JR: Well it seems to have multiple vectors.
JC: Uh huh. One thing I like too is that from poem to poem there will be, because of the difference and sameness of the source texts, there get to be resonances here and there of different things in different lights of different things. But that, Joan, is in terms of what we call content, or meaning, and where I would say that it’s different for every person reading it who recognizes how it hits them. And the same thing will hit two different people differently.
JR: Do you feel that absolutely? If someone attends closely to this text—
JC: That two people will feel differently?
JR: —And someone else doesn’t attend closely, could one “get it wrong”?
JC: No, because it isn’t right to begin with. (laughter)
JR: What do you mean by that?
JC: Well, I probably am not being honest.
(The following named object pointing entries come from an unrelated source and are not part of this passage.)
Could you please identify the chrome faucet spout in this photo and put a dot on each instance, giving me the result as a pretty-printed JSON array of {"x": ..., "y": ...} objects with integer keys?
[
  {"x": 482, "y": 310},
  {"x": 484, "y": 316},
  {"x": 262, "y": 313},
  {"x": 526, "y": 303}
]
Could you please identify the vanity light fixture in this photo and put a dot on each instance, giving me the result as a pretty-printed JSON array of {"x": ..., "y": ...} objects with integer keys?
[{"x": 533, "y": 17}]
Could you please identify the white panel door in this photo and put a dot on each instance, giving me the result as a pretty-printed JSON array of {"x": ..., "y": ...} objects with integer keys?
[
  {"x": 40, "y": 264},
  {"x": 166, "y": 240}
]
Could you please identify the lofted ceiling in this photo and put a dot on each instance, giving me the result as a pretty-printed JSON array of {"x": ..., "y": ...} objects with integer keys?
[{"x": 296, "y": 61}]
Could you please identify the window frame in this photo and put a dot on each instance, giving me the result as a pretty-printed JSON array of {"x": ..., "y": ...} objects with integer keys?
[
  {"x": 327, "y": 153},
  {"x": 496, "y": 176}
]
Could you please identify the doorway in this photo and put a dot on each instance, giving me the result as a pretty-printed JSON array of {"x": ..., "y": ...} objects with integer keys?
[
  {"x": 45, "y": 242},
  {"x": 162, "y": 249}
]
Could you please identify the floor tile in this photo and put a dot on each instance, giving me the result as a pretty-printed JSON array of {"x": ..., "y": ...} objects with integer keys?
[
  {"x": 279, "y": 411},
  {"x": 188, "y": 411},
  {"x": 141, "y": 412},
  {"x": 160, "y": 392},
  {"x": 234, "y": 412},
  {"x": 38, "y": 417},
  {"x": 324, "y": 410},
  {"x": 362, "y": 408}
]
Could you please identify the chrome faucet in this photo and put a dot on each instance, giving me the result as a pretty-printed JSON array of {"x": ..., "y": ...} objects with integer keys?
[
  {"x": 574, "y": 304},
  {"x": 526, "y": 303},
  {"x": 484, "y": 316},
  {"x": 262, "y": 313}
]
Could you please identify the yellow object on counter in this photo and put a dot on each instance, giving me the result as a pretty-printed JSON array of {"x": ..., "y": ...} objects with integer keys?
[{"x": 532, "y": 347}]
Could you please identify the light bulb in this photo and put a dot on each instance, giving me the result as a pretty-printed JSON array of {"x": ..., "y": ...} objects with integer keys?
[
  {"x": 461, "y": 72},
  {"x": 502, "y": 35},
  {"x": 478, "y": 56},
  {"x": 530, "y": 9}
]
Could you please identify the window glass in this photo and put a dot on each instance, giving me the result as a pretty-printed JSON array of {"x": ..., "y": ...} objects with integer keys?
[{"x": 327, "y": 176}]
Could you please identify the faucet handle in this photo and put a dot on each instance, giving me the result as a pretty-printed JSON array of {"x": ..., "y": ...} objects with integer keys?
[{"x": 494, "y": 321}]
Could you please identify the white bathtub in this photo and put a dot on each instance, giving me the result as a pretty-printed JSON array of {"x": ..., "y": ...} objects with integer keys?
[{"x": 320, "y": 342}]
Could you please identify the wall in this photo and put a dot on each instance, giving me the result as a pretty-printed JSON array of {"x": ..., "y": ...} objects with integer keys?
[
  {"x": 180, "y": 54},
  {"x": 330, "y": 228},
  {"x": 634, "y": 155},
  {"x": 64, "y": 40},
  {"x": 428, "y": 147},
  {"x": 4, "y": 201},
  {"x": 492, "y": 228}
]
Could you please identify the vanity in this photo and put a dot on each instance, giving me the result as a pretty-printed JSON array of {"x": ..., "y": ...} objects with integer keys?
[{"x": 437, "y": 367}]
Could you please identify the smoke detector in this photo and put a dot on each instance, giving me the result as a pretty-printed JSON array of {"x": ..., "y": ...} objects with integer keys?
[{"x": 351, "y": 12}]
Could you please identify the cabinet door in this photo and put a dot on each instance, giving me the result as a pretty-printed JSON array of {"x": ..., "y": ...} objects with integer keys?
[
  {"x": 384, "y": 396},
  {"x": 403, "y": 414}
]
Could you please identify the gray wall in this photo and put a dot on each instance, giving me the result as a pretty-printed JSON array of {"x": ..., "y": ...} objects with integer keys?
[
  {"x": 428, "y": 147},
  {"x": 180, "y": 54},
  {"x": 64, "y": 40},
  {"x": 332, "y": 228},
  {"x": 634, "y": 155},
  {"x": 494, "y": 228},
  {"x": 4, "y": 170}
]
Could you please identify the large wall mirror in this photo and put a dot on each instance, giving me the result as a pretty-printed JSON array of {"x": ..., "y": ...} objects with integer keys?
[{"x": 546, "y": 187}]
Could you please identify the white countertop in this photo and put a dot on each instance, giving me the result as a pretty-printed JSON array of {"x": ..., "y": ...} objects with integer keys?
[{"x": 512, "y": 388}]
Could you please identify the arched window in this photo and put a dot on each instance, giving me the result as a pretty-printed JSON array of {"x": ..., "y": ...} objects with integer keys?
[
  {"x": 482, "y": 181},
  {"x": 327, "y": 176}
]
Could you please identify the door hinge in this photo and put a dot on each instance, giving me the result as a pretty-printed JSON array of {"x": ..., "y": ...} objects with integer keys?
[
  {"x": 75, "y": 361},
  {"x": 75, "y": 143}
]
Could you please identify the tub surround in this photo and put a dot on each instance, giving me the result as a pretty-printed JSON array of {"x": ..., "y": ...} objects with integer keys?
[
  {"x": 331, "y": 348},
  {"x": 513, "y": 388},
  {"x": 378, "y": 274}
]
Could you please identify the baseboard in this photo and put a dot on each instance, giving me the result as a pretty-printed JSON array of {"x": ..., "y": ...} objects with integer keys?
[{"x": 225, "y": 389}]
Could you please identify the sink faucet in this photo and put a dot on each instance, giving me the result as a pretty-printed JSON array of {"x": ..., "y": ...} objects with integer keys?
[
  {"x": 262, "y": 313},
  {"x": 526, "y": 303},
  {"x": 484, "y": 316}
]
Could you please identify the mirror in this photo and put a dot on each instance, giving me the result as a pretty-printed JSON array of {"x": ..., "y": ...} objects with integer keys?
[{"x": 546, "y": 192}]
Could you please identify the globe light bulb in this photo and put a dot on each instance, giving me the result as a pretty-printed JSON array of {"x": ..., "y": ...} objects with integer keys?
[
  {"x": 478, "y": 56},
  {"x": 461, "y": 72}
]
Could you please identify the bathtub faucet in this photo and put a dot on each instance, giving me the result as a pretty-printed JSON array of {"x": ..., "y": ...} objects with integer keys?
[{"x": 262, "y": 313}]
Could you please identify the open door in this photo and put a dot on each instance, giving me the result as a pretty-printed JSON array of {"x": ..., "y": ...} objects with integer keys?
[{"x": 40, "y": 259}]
Because, relying on the breathing would make me want it to be one way rather than another. And there is something of that in it. But the fact that there’s no ordinary syntax in it makes it so that someone reading that breath could feel it differently. And then the question is, is the one breath—the one I had—right, and someone else’s breath wrong? I don’t think so. (pause) It’s hard to say. Or to say honestly.
JR: To say honestly …
JC: With certainty. With certainty.
JR: Critics and educators are concerned about this question: is there a totally open field of response to a text, or does the nature of the text delimit an “appropriate” range of response? Is it that whatever you feel at the moment, whatever comes to mind when you are experiencing a text is the meaning of that text? Or do the particularities of form and content have some kind of stabilizing effect on meaning? So that it is possible to get it wrong in a way that it might not be possible to get a piece of music wrong—just because a text has a cognitive component. You might misunderstand something.
JC: Because of the nature of language.
JR: Yes.
JC: (long pause) I, I’m inclined to think, oh, that each way of hearing it is right. I’m inclined that way. I can’t see anything wrong in each way’s being right. (laughter)
JR: Do you have a sense of being a realist as an artist? Actually, what I have written here [in preliminary notes] is, “Will you say something about your complex realism’?” Does that term sound right to you?
JC: Yes. Yes, I think so. One of the first persons to draw this kind of feeling to our attention, or my attention, was Mondrian. He spoke about reality.